Nos últimos 30 anos, sobretudo durante a década de 80, o Estado foi celebrando contratos de associação com estabelecimentos do ensino particular e cooperativo (EPC) para a prestação do serviço educativo em zonas carecidas de rede pública. O princípio que preside à celebração destes contratos é simples: garantir que os alunos que residem nessas zonas têm acesso à educação nas mesmas condições oferecidas pela escola pública.

A alteração recentemente aprovada pelo Governo ao Estatuto do EPC, de 1980, não coloca em causa este princípio. O Estado continuará a contratualizar com o EPC a prestação do serviço educativo onde a rede pública seja insuficiente ou inexistente. É a observação deste princípio que confere estabilidade à relação contratual entre o Estado e os estabelecimentos do EPC.

No essencial, a alteração ao estatuto do EPC visa os seguintes objectivos: 1) avaliar o financiamento da rede de escolas com contrato de associação, à luz do seu princípio fundador; 2) adoptar regras mais simples, mais claras e mais justas no financiamento destas escolas.

A avaliação dos contratos de associação justifica-se tendo em conta as alterações demográficas e o desenvolvimento da rede pública de escolas, no estrito respeito da Constituição, que estabelece que "o Estado criará uma rede de estabelecimentos públicos de ensino que cubra as necessidades de toda a população". A escola pública mudou muito nos últimos 30 anos, em particular nos últimos cinco, facto que hoje obriga a repensar a rede de escolas privadas com contrato de associação. São conhecidas situações anómalas de concorrência entre escolas privadas e escolas públicas, artificialmente alimentada por dinheiros públicos, que garantem integralmente o funcionamento de ambas. Onde, num mesmo território, escola privada e escola pública concorrem pelos mesmos alunos, os contratos de associação não se justificam, representam um claro desperdício na gestão orçamental e dos recursos educativos e violam o princípio consagrado no Estatuto do EPC. Ora, o artigo 5.º do Decreto-Lei n.º 108/88, de 31 de Março, agora revogado, impedia a revisão destas situações infundadas, e determinava, a título de exemplo, que contratos em vigor há 30 anos fossem automaticamente renovados por igual período temporal, independentemente da existência de oferta pública de ensino.

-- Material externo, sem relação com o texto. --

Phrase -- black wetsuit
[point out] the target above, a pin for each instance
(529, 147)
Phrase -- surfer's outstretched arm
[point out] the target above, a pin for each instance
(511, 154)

O que o Estado financia com os contratos de associação não é nem a liberdade de escolha na educação, nem a especificidade da oferta educativa, mas um bem superior e constitucionalmente consagrado: o acesso de todos à educação. E é também por esta razão que a rede de escolas públicas e de escolas privadas com contrato de associação merece uma atenção redobrada, seja para colmatar falhas que impeçam o acesso à educação, seja para eliminar situações de evitável duplicação de despesa.

Com as regras entretanto aprovadas e em vias de promulgação, o Ministério da Educação poderá finalmente reavaliar e renegociar os contratos de associação sempre que a lei e os mais elementares princípios de justiça económica e social assim o obriguem.

A fórmula de financiamento dos contratos de associação actualmente em vigor é extremamente complexa e pouco ajustada à realidade. No quadro de uma gestão rigorosa e transparente da afectação de recursos, o que se propõe agora é um financiamento por turma de valor equiparado ao dos cursos profissionais de custo equivalente ministrados nas escolas privadas. Esta metodologia já é aplicada com sucesso em Portugal, desde 2004, no âmbito das escolas profissionais privadas apoiadas através do Orçamento do Estado.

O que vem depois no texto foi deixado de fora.